This was how Gregor received his food each day now, once in the morning while his parents and the maid were still asleep, and the second time after everyone had eaten their meal at midday as his parents would sleep for a little while then as well, and Gregor’s sister would send the maid away on some errand. Gregor’s father and mother certainly did not want him to starve either, but perhaps it would have been more than they could stand to have any more experience of his feeding than being told about it, and perhaps his sister wanted to spare them what distress she could as they were indeed suffering enough.

It was impossible for Gregor to find out what they had told the doctor and the locksmith that first morning to get them out of the flat. As nobody could understand him, nobody, not even his sister, thought that he could understand them, so he had to be content to hear his sister’s sighs and appeals to the saints as she moved about his room. It was only later, when she had become a little more used to everything — there was, of course, no question of her ever becoming fully used to the situation — that Gregor would sometimes catch a friendly comment, or at least a comment that could be construed as friendly. “He’s enjoyed his dinner today”, she might say when he had diligently cleared away all the food left for him, or if he left most of it, which slowly became more and more frequent, she would often say, sadly, “now everything’s just been left there again”.

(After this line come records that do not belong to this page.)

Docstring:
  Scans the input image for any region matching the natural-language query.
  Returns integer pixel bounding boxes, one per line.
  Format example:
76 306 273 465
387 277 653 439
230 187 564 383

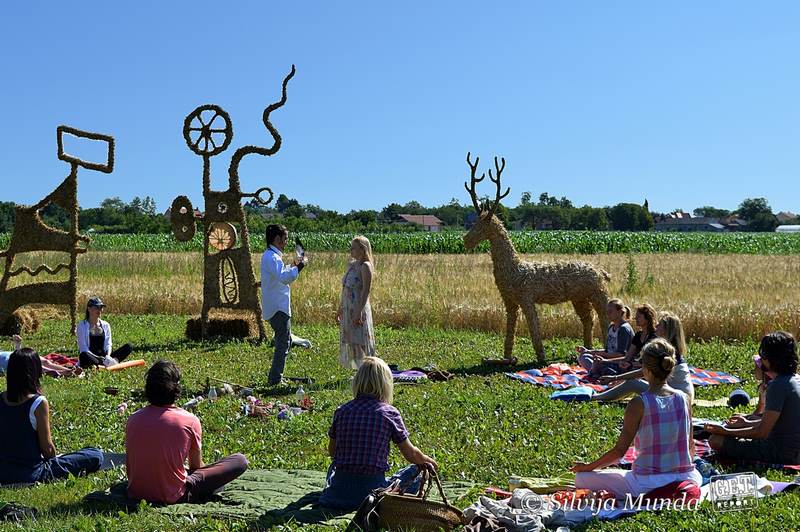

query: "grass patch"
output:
0 315 800 531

Although Gregor wasn’t able to hear any news directly he did listen to much of what was said in the next rooms, and whenever he heard anyone speaking he would scurry straight to the appropriate door and press his whole body against it. There was seldom any conversation, especially at first, that was not about him in some way, even if only in secret. For two whole days, all the talk at every mealtime was about what they should do now; but even between meals they spoke about the same subject as there were always at least two members of the family at home — nobody wanted to be at home by themselves and it was out of the question to leave the flat entirely empty. And on the very first day the maid had fallen to her knees and begged Gregor’s mother to let her go without delay. It was not very clear how much she knew of what had happened but she left within a quarter of an hour, tearfully thanking Gregor’s mother for her dismissal as if she had done her an enormous service. She even swore emphatically not to tell anyone the slightest about what had happened, even though no-one had asked that of her.

Now Gregor’s sister also had to help his mother with the cooking; although that was not so much bother as no-one ate very much. Gregor often heard how one of them would unsuccessfully urge another to eat, and receive no more answer than “no thanks, I’ve had enough” or something similar. No-one drank very much either. His sister would sometimes ask his father whether he would like a beer, hoping for the chance to go and fetch it herself. When his father then said nothing she would add, so that he would not feel selfish, that she could send the housekeeper for it, but then his father would close the matter with a big, loud “No”, and no more would be said.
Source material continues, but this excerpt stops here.